Cuba would plunge swiftly into chaos if Venezuela’s ailing President Hugo Chávez is replaced by someone less willing to subsidize Havana to the tune of $3.5 billion this year, analysts say.
Havana already is divided between older leaders determined to maintain a friendly regime in Caracas at all costs, they added, and others who view Chávez’ subsidies as disincentives to the profound economic reforms that Cuba desperately needs.
Chávez, who has been Cuba’s top ally and benefactor for nearly a decade and considers Fidel Castro as his top political mentor, announced from a Havana hospital Thursday that he has cancer, sparking immediate speculation about his and Venezuela’s political future.
A charismatic populist, he has no clear successor as head of the “21st Century socialism” also embraced in Bolivia and Nicaragua — and plenty of opponents ready to challenge his 12-year grip on power in presidential elections scheduled for next year. His subsidies to Cuba have never been popular in Venezuela, which today faces one of the hemisphere’s highest inflation and lowest growth rates. One of the first acts of a military coup that briefly ousted him in 2002 was to halt all oil shipments to Havana.
Cuba would be crippled if the oil subsidies — $2.2 billion in 2009 and estimated at $3.5 billion today because of higher prices — are suddenly halted, said Jorge Piñón, an oil expert with the Cuban Research Institute at Florida International University. “There would be an immediate collapse of the Cuban economy if a future Venezuelan government adopts a policy that it will no longer subsidize the sale of oil to Cuba,” Piñón noted.
Venezuela sends Cuba an average of 115,000 barrels of oil per day, the oil expert added, most of it for Cuban consumption but 25,000 barrels for processing in a refinery in Cienfuegos owned as a joint venture by the two countries. Venezuelan oil accounted for 30 percent of Cuban imports in 2009, when Cuba’s debt to Caracas was estimated at $4 billion. The South American country was Havana’s top commercial partner that year, with bilateral trade valued at $3.1 billion, compared to $1.7 billion for trade with China.
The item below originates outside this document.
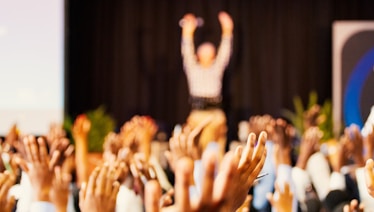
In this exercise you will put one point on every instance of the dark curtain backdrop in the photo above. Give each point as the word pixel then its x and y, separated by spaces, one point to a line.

Cuba will soon begin an apparently promising search for oil off its northwestern shore, Piñón added, but even if crude is found in profitable quantities it will take three to five years to begin significant production. Caracas marks Havana’s oil bill “paid” through the vastly overvalued assistance it receives from the estimated 60,000 Cubans in Venezuela, including 40,000 medical personnel as well as teachers, sports coaches and military and intelligence advisors.
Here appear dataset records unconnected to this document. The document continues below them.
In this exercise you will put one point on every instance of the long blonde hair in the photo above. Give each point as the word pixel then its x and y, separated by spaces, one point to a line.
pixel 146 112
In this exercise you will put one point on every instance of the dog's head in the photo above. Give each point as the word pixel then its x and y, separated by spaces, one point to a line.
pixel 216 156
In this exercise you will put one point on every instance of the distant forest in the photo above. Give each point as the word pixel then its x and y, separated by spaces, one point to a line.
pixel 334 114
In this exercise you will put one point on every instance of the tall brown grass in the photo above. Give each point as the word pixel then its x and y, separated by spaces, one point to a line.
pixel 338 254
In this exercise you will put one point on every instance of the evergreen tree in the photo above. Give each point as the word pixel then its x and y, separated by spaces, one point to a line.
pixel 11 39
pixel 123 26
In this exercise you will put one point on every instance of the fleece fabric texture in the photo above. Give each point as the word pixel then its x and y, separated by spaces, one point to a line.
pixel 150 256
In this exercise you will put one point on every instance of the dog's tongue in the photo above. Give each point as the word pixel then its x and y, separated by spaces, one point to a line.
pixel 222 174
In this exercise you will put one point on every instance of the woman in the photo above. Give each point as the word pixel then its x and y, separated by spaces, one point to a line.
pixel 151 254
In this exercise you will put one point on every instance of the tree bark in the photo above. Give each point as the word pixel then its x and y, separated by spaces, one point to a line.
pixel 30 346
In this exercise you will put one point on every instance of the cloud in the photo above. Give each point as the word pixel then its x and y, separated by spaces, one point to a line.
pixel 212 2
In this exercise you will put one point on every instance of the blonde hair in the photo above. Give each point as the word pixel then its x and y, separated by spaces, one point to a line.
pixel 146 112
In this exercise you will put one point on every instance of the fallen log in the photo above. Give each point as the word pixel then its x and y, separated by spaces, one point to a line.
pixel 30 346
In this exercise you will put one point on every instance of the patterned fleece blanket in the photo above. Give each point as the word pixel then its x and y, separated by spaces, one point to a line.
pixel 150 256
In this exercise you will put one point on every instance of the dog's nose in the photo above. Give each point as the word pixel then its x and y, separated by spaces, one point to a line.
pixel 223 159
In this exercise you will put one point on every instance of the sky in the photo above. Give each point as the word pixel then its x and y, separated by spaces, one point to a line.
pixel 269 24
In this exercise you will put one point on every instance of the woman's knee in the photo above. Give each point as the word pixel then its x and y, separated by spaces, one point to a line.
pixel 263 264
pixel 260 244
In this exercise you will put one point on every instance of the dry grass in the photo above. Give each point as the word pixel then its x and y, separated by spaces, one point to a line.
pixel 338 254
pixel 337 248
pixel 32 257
Havana economist Marta Santos noted last year that the Cuban government raised gasoline prices by 18 percent just hours after Chávez had failed to win a two-thirds majority in congressional elections.
Pedro Burelli, a Venezuela analyst in Washington who regularly criticizes Chávez, said he has received information that there’s already “pressures” among Cuban officials over how to react to possible changes in Venezuela’s leadership.
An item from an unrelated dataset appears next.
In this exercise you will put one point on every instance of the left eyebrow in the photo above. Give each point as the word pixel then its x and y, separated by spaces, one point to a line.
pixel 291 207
Havana’s older “historic” leaders favor propping up socialism in Caracas at all costs, he said, to guarantee the continuation of subsidies for Havana and as a possible safe haven should the island’s own communist system begin to falter. Younger officials argue it’s time to snip the Venezuelan lifeline, Burelli added, embrace deeper and swifter domestic reforms toward a market economy and diversify trade and investments, specially with China, Brazil, Russia and Iran.
“They believe that the modernization of the Cuban economy was delayed because of the Venezuelan subsidies, and they don’t want to waste any more time,” he added.
Undoubtedly, they also want to avoid a repeat of the early 1990s, when the collapse of the Soviet Union and the end of its massive subsidies to Havana shrank the island’s economy by 35 percent and sparked outbreaks of malnutrition-related diseases. Just last month, China announced that Venezuela’s investment in the Cienfuegos refinery would be backed up with part of a $12 billion line of credit extended to Caracas by the Central Development Bank of China and the China National Petroleum Corp.
“That’s a wild card for Cuba, in case Venezuela defaults,” said Piñón.
Cuba’s trade with China grew by 34.4 percent during the first six months of 2010, and Brazil is investing $800 million to modernize the port of Mariel west of Havana. Brazilians also are reported ready to make mayor investments in soy and ethanol.
“Raúl Castro has synchronized his watch with Hugo Chávez, but that doesn’t guarantee that the hands on the watch are going the same way,” Santos wrote in a column detailing Cuba’s growing economic relations with the other countries.